En mi permanente afán de que la casa en que no vivo estuviera siempre habitada, he visto pasar, a estas alturas, un pequeño ejército de cuidadores a los que, casi siempre, termino cuidando. Uno por uno han desfilado por ella todo tipo de pasajeros en tránsito, emigrados, prófugos, asilados, huérfanos y desterrados hijos de Eva que, más temprano que tarde, terminan tirando la toalla, hablando solos, oyendo ruidos extraños, viendo fantasmas sentándose en el borde de sus camas, sucumbiendo al profundo agobio que la soledad suele generar en los espíritus blandengues. Cualquier lector que sepa lo que cuesta mantener una casa podrá ponerse en mis zapatos. ¿Se imaginan ustedes lo que debe ser la obligación de pagar agua, luz, teléfono, cable e Internet, arbitrios, jardinero, seguridad… de una casa en la que no piensan vivir hasta nuevo aviso? Échenle pluma. ¡Entonces alquílala! –me dicen también. De ninguna manera, no soportaría la idea de que fuera invadida indefinidamente por una tribu de extraños a la que después no tendría cómo desalojar.
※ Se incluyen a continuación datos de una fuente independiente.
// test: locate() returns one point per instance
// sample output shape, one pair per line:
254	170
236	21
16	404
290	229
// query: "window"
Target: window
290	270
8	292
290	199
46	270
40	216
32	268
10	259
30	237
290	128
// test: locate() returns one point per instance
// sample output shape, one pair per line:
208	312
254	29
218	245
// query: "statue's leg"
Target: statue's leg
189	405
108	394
Algún día voy a vivir allí, pero todavía y mientras tanto, llevo a cabo todo tipo de interminables remodelaciones: tumbo unos muros, levanto otros, renuevo baños, pisos, puertas, siembro árboles, cambio de color infinitamente las paredes, por dentro y por fuera. Fue atendiendo esta insólita manía que, hace cosa de tres años, contraté a quien parecía el guardián perfecto: un muchachón norteño aficionado a la carpintería, la electricidad y el bricolaje, un handyman. Cada fin de semana que llegaba a la casa, me sorprendía de encontrar mejoras. Puertas laqueadas, lámparas pulidas, pisos como espejos. No había nada que hacer. Este era el hombre.

La casa lucía cada vez más hermosa. Pese a su proverbial juventud, Handyman no parecía tener ningún problema con aquella vida tan contemplativa y monacal, no sentía por las noches ulular almas en pena, no lo abrumaba el silencio sepulcral, no se quejaba de que los únicos con los que podía conversar, a lo largo de la semana entera, fueran los simpáticos integrantes de mi patrulla canina. Su trabajo era tan esforzado y eficiente que llegué a concederle varios aumentos de sueldo sin necesidad de que me los pidiera. Todo iba de las mil maravillas hasta que un buen día de primavera, las cuentas de la casa comenzaron a aumentar, misteriosamente. Subió el gas, subió la luz, subió el teléfono. Qué cosa tan extraña- dije yo. El consumo de agua y jabón se elevó y pasó lo mismo con el de detergente. ¿Habrá estado Handyman extrañando mucho a los suyos? ¿Habrá estado exagerando en la limpieza?

Para salir de dudas y resolver el misterio, mandé en misión secreta a un observador internacional, un amigo gringo al que le pedí que acudiera, con su ternito impecable y su mejor cara de candidez, a tocar la puerta de la casa en que no vivo, haciéndose pasar por mormón o testigo de Jehová. Nunca le dije que era mi casa. Solo le dije que quería saber quién vivía allí, que era para un reportaje que estaba preparando. Un par de horas después, cumplida la misión secreta, mi agente encubierto me llamó de lo más feliz y contento al celular y me dijo:

-El chico es buenísima gente. Su señora, súper guapa. Me invitaron café con arepas calientes. Te puedo asegurar que es una familia encantadora la que vive en esa casa.